Perhaps the mysterious Mrs. Emma Cadbury was simply another trick of fate, something to tempt him that he couldn’t touch. He had no right to be around any woman, and he knew it, but. for some reason he really, really wanted to touch her.

He didn’t move, not even when the door was pushed open and she stepped inside.

The only light in the room was the glow of the fire. It was so dark he couldn’t see her clearly—just the outline of her body in. . . Damn it, she was only wearing her night rail, with a warm shawl wrapped around her. It didn’t disguise the curves that he’d somehow known were lurking behind her drab and baggy clothes, and he cursed mentally. He was already having enough trouble keeping his mind dutifully chaste.

She went straight to the fire, kneeling in front of it, and the coals illuminated her face. Her hair was down around her shoulders, a cascade of dark curls that were a far cry from the severe, tightly braided coiffure she’d sported earlier. He’d seen she was beautiful beneath her frumpy armor, but she was more than that, she was absolutely breathtaking, and she clearly didn’t want anyone to know.
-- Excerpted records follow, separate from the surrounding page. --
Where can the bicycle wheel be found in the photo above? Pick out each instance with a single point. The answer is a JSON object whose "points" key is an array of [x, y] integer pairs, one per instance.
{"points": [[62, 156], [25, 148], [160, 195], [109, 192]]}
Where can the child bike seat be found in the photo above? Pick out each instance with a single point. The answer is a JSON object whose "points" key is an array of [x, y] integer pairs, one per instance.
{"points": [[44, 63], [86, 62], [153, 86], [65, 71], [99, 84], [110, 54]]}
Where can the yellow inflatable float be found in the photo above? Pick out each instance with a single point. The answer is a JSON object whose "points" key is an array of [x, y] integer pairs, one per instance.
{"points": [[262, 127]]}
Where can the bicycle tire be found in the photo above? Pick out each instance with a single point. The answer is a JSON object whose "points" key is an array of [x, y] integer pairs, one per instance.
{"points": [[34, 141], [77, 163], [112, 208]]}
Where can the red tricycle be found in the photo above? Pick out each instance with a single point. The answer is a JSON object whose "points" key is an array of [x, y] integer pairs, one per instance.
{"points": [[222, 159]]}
He’d never known a woman who didn’t use her looks and her femininity to her best advantage, and this one was more blessed than anyone he could remember. She looked pensive, staring into the fire. She wasn’t a girl—she might very well be as old as he was, even older. It didn’t matter. She’d be exquisite at any age. She sat back on her heels and surveyed the wall of leather-bound books. She still hadn’t sensed he was in the shadows, watching her, which surprised him. He’d known she was near before he’d even seen her.

He didn’t dare move from his place in the darkness, his legs propped on Benedick’s desk. He was content just to watch her, the way she moved, the shifting emotions on her face, as she made herself comfortable, when suddenly that lovely body stiffened, and she slowly turned her head until she was looking directly at him as he lounged, unnoticed.
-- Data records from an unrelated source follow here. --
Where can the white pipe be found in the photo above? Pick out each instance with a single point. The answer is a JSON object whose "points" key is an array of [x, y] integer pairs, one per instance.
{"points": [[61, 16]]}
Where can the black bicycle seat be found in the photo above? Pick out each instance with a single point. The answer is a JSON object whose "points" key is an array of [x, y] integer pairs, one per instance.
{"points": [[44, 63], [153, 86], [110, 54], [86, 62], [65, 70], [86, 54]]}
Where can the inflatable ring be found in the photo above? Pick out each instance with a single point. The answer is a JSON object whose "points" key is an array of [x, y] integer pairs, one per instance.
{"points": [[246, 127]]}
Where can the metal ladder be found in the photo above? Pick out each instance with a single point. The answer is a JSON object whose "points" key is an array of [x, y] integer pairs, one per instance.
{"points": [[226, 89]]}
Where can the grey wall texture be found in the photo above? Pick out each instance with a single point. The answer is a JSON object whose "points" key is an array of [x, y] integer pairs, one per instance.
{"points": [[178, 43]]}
“Do you make a habit of spying on women?” she said in a cool voice, the same cool voice she’d used off and on with him the entire day. She had no reason for hostility, and it made him even more curious.

He didn’t bother taking his feet off the desk—for one thing it was relieving the pressure and pain in his knee, for another he didn’t want to appear discomfited by her presence. “I was here first,” he pointed out. “You invaded my privacy. I’m hardly the one to blame.” Which was untrue—a gentleman would have immediately made himself known, but he no longer had any interest in being a gentleman. That ship had sailed many years ago.
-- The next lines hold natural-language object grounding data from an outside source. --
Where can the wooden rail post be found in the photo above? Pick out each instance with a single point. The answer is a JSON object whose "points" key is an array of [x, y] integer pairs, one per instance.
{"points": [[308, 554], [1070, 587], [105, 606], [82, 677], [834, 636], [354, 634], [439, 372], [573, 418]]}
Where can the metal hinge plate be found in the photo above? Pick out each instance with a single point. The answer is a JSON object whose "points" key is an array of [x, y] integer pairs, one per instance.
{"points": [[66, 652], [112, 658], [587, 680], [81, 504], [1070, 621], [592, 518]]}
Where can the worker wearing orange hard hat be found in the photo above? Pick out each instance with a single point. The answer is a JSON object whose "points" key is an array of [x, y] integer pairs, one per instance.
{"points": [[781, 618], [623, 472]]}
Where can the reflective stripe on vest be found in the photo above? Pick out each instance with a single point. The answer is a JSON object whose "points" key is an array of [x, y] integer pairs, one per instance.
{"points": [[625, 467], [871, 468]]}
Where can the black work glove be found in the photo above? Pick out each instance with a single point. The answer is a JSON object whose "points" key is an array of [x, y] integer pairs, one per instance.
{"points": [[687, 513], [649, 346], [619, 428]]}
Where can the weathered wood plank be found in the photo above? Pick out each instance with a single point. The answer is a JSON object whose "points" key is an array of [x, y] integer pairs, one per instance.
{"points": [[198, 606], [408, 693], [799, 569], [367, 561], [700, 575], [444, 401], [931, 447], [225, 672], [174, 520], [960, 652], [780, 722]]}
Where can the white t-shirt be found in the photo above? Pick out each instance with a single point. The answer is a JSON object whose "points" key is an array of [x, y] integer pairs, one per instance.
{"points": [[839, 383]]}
He could see it quite clearly in her mesmerizing eyes. The fight-or-flight response was something he’d grown used to in the army, had felt it himself on numerous occasions, but he’d never been smart enough to run. Too much pride, he supposed.

Emma Cadbury looked as if she suffered from the same defect of character. He didn’t bother looking away, giving his curiosity full reign. “Have we met before?” he said suddenly.

She didn’t move. “I cannot imagine any occasion in which we might have done,” she said in her clipped voice.

He tilted his head to one side, surveying her. “No, I can’t imagine it either. You’re not precisely forgettable, you know. There’s just something about you that feels familiar. Even your name strikes a bell.”

Her face tightened so slightly that someone with duller eyesight might not have noticed, but that was one thing that hadn’t changed despite all the damage his body had suffered. “You’re mistaken.” Her voice was as tight as her expression. “I’m an old friend of your sister-in-law, but I seldom attend social gatherings. The only reason I’m here this time is because I’m Alexandra’s godmother. As you saw with Mr. Trowbridge I’m not particularly welcome in society, and I prefer to keep to myself.” There was just the faintest flush on her high cheekbones, and he wondered if it came from the fire or her own words.

“Why?” he said softly.

He’d managed to startle her. “Why what?”

He swung his legs off the desk and set them on the floor, managing to keep a grimace of pain off his face. “Why aren’t you welcome in society, why did the vicar feel he could accost you like that?”

She rose with that almost unnatural grace, clearly sensing he was more a danger with his feet on the floor. “Because, Lord Brandon, I was a whore.”